The US Court of Appeals is to review the conduct of Judge Thomas Penfield, the judge in the Microsoft anti trust case.

The Court of Appeals yesterday revealed that 30 minutes of the oral presentations section of the trial will be reserved for "conduct of trial and extrajudicial statements" by Jackson.

Neither the US Department of Justice (DOJ) nor Microsoft requested the court reserve time for that topic, despite the software maker's claims in its appeal briefs that Jackson showed animus toward the company.

Joint filing Both protagonists had said they would rely on written briefs filed on Jackson's in- and out-of-court conduct, according to a joint filing from the two on February 2.

A Microsoft spokesman had little comment on the change ordered by the appeals court, saying only the company looked forward to presenting its arguments on all the issues.
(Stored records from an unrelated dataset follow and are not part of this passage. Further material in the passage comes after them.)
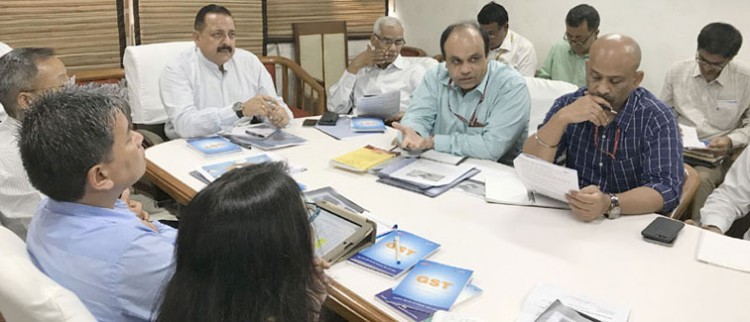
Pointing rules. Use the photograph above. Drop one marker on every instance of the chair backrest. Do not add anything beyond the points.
(26, 294)
(143, 67)
(321, 49)
(689, 188)
(543, 93)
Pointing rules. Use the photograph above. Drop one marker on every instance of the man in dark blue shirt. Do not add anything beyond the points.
(623, 141)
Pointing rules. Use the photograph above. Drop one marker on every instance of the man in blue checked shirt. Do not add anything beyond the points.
(623, 141)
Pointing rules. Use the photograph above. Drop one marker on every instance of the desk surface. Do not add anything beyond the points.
(511, 249)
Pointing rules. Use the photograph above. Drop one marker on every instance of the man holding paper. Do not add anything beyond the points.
(468, 106)
(711, 92)
(623, 141)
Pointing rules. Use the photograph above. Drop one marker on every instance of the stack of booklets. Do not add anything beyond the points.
(381, 257)
(430, 287)
(363, 159)
(425, 176)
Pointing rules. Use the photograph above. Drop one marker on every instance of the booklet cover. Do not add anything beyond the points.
(381, 256)
(431, 286)
(367, 124)
(213, 146)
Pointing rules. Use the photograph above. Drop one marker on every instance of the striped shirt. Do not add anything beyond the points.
(647, 151)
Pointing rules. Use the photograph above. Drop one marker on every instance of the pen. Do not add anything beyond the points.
(397, 244)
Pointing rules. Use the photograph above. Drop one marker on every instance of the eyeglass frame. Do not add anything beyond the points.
(578, 42)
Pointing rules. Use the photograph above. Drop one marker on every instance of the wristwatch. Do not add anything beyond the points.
(237, 107)
(614, 207)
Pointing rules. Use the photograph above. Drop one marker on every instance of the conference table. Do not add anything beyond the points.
(511, 249)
A DOJ spokeswoman could not be immediately reached for comment.

The court on February 26 and 27 will reserve a total of seven hours for oral arguments compared to the 4.5 hours initially requested. Jackson's conduct will be reviewed during the second day of arguments. The court will spend 75 minutes on monopoly maintenance and 45 minutes on whether Microsoft's bundling of its Internet Explorer browser with its Windows operating system was anti-competitive.

Microsoft has vigorously defended itself against charges that it had acted in an anti-competitive manner, and that it tried to monopolize the market. The company has suggested that Jackson has expressed contempt and dislike of Microsoft and its top executives. The DOJ, in appeal briefs, has defended his actions, comments and ruling – which threatens to split the company in two. His ruling would create one company that focuses on the Windows operating system and another that focuses on applications.